- Interactive map of Köýtendag Nature Reserve
- Location: Köýtendag District Lebap Province, Turkmenistan
- Coordinates: 37°42′21″N 66°27′54″E﻿ / ﻿37.705882°N 66.465029°E
- Area: 271.4 km^{2} (104.8 sq mi)
- Established: 1986

= Köýtendag Nature Reserve =

Nature reserve in Turkmenistan

Köýtendag Nature Reserve (Köýtendag goraghanasy), formerly Kugitang Nature Reserve, is a nature reserve (zapovednik) in the extreme east of Turkmenistan.

== Geography ==
Established in 1986, it is located in the Köýtendag Range of Lebap Province and covers an area of 271.4 km^{2}. It spreads in the middle and upper mountain belt at an altitude of 900–3139 meters above sea level. The main feature of Koytendag are cave complexes ( more than 300 caves ) that are unique in Eurasia and the diversity of geological processes that formed them and the beauty of geological phenomena.

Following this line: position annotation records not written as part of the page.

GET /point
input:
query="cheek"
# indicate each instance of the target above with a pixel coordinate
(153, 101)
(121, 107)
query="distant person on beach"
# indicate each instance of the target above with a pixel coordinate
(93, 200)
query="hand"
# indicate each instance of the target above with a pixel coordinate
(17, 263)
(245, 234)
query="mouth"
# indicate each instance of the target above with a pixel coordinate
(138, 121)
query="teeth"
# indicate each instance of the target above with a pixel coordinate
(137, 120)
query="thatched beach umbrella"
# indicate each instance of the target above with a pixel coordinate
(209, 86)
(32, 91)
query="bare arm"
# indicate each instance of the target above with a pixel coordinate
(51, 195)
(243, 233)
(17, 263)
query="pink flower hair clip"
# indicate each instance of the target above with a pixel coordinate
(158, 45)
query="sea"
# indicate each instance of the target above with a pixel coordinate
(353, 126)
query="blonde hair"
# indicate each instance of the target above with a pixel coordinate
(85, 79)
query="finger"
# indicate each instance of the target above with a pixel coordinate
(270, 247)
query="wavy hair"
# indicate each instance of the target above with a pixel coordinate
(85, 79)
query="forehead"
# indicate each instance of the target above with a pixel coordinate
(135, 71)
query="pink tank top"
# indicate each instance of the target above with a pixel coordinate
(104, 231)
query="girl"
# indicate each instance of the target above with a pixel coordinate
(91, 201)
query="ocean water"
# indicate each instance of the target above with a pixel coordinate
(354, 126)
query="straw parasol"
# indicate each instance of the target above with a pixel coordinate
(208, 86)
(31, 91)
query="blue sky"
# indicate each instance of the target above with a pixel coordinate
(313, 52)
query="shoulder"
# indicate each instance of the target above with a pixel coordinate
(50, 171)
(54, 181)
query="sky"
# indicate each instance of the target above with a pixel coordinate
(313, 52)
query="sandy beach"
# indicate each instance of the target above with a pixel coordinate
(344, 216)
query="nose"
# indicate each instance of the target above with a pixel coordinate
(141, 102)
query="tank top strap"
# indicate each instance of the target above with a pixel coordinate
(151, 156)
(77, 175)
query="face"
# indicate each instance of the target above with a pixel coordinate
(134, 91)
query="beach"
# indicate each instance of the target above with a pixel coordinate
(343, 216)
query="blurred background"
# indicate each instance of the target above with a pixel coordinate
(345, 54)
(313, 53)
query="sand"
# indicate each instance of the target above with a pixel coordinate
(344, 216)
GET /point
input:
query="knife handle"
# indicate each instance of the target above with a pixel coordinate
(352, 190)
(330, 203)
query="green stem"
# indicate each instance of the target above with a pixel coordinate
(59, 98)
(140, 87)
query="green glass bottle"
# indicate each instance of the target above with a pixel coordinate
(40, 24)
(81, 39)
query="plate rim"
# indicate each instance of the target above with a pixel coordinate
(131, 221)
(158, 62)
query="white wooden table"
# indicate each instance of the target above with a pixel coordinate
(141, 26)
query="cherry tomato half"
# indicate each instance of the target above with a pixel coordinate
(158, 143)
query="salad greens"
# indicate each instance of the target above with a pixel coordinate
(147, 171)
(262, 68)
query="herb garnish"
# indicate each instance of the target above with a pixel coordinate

The highest peak of Turkmenistan—Aýrybaba—falls in this nature reserve.

== Sanctuaries ==
It also incorporates four sanctuaries:
- Garlyk Sanctuary - established in 1986.
- Hojapil Sanctuary - established in 1986.
- Hojaburjybelent Sanctuary - established in 1986.
- Hojagarawul Sanctuary - established in 1999.

== Flora and Fauna ==
This place is one of the 50 important areas for birds and biodiversity in Turkmenistan. The reserve is home for the rare Heptner's markhor (Capra falconeri heptneri).